Vigant 1904 tarihli yazısında, Trikupis Çiftliği ve bunun etrafında toprağın altında birçok antik duvarın varlığından bahseder ve bu duvarların bir kısmının 3-4 metre kalınlığında alivyon tabakasıyla örtüldüğünü söyler. Stauber’de Vigantın bahsettiği Trikupi’ye değinerek, Kız Çiftliği’nin anılan yer ile aynı yer olduğunu söylemektedir. Zaten Kız Çiftliğinin bir Rum yerleşimi olduğu, Kurtuluş savaşı sırasında Yunan komutan Trikupi’nin burada kaldığı günümüzde de söylene gelmektedir. Ancak bunların dışında bölgede yapılan epigrafik araştırmalar ile, edebi metinlerden net bilgi alınmadığından, Kız Çiftliği veya yakınındaki bir yerleşimin ismini söyleyebilmek bugün için mümkün değildir. Bu bilgilerin netleşebilmesi için burada, bilimsel ve sistematik kazıların yapılması gerekmektedir.

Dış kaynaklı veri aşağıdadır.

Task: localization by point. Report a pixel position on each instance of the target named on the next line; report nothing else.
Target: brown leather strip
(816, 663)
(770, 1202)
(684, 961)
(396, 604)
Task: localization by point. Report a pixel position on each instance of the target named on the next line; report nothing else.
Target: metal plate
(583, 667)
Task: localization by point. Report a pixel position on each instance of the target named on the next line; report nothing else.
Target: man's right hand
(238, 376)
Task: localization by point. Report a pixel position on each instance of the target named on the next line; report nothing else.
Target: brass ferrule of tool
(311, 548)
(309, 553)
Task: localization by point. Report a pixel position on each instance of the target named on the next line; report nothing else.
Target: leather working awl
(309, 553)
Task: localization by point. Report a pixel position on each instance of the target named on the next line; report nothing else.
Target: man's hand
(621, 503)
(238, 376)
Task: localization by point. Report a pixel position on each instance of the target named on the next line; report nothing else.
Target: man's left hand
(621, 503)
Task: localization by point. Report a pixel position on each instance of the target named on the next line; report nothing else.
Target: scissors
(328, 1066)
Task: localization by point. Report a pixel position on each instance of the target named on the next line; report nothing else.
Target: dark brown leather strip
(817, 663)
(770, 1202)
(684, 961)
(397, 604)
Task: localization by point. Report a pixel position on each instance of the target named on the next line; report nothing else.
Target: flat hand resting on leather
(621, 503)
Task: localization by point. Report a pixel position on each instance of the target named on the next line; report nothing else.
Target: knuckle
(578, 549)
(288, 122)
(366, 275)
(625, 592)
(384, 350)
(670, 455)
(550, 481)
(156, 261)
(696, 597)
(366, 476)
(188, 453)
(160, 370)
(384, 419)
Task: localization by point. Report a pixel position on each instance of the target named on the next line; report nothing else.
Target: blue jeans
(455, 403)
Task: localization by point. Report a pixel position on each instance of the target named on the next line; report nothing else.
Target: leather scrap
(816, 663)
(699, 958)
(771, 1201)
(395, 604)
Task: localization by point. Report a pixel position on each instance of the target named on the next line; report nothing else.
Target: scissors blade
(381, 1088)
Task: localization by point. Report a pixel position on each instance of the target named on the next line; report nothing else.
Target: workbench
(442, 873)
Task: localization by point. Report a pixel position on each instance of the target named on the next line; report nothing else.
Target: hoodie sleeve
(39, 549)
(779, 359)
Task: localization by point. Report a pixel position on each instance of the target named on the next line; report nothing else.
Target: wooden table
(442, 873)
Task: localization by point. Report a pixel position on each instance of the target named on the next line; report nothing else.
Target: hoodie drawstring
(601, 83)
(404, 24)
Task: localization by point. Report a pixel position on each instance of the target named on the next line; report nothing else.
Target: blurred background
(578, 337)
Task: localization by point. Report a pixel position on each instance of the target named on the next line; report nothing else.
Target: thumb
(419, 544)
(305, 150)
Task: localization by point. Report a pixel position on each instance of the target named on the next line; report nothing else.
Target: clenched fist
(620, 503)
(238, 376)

1998 yılında belirlenen höyüğün yayılma alanı sınırlarının irdelenmesi amacıyla Balıkesir Arkeoloji Müzesi, 2000 yılında sondaj çalışmaları başlatılmıştır. Höyüğün güney tarafında yoğun yapılaşmanın bulunduğu Kızkooptan başlayarak güney yamaç ve kuzeydoğu yamacı çevreleyen tarlalarda 111 adet sondaj çukuru açılmıştır.

Sondaj çukurlarının yarısından fazlasında, hep aynı teknikle örülmüş duvarlar görülmüştür. Ancak bu teknikten farklı olarak sondaj 72’de bulunan ortalama 60 cm. uzunluğunda düzgün kesme taşlardan kireç harçla örülmüş muntazam duvarın yüzeye yakınlığı, tekniği ve buluntu yerine dayanarak çiftlik evi ile bağlantılı geç dönem bir yapı olduğunu düşünmekteyiz.

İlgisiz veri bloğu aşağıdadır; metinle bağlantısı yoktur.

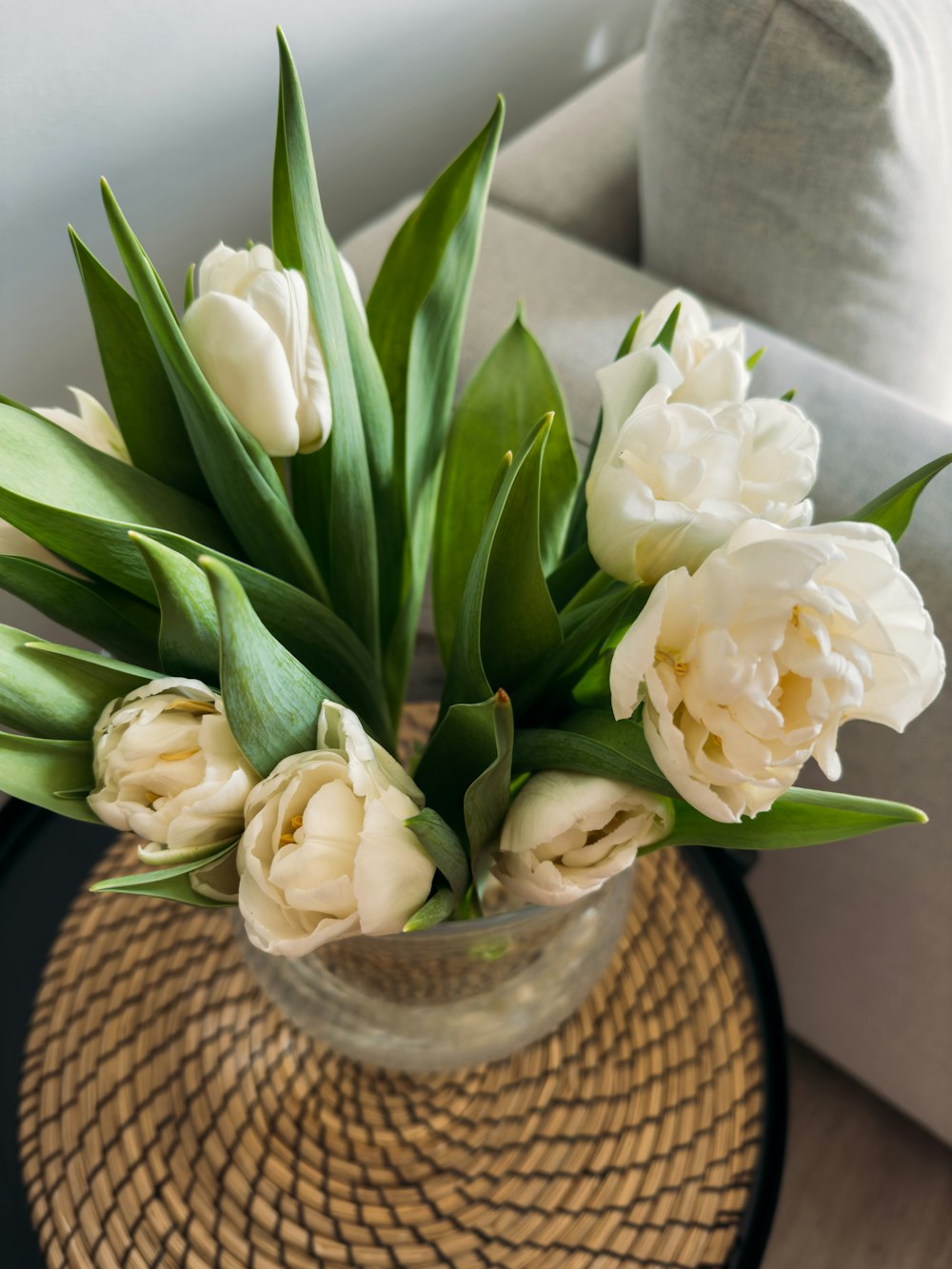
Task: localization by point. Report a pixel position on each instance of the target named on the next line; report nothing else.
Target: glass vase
(452, 997)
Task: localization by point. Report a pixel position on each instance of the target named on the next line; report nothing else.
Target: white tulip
(91, 426)
(711, 362)
(670, 481)
(749, 666)
(168, 769)
(566, 834)
(326, 850)
(254, 338)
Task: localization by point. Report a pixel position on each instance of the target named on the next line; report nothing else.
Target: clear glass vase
(456, 995)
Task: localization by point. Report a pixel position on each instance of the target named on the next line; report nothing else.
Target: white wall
(174, 102)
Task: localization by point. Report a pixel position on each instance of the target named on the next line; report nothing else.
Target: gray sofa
(861, 932)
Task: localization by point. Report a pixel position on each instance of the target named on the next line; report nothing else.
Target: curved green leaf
(893, 510)
(34, 769)
(173, 882)
(508, 621)
(239, 473)
(270, 700)
(188, 637)
(50, 696)
(594, 743)
(417, 312)
(337, 480)
(94, 609)
(513, 388)
(144, 404)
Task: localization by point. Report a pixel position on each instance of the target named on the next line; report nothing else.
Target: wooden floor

72 nolu sondaj çukurunun yaklaşık 10-15 metre kuzeyinde, çiftlik evinin yaklaşık 40 metre güneyindeki 74 nolu sondajda kuzey- güney doğrultusunda uzanan bir su yoluna rastlanmıştır. Karşılıklı yerleştirilmiş tektaş sırasından oluşan kanalın genişliği ortalama 15 cm.dir.Su yolunun istikameti dikkate alındığında, 1998 yılında höyüğün güney eteğinde önceden yapılaşmış bir evin bahçesinde, su kuyusu kazısı sırasında ortaya çıkan faal vaziyetteki su sistemine dahil olabileceğini düşünmekteyiz

Balıkesir Arkeoloji Müzesi‘nin yaptığı bu sondaj çalışmalarının, 39 nolu sondaj da biraz daha farklı bir buluntu bulumuştur. Burada yoğun miktarda çatı kiremitleri, tuğla parçaları daha alt seviyede yapı taşları bulunmuştur. Bu yoğunluk bize bir atık deposu ya da bir evin çöken çatısı olabileceği fikrini vermektetir. Kiremit parçalarının özelliklerine dayanarak burası en erken M.Ö. 4. yüzyıla tarihlendirilebilir.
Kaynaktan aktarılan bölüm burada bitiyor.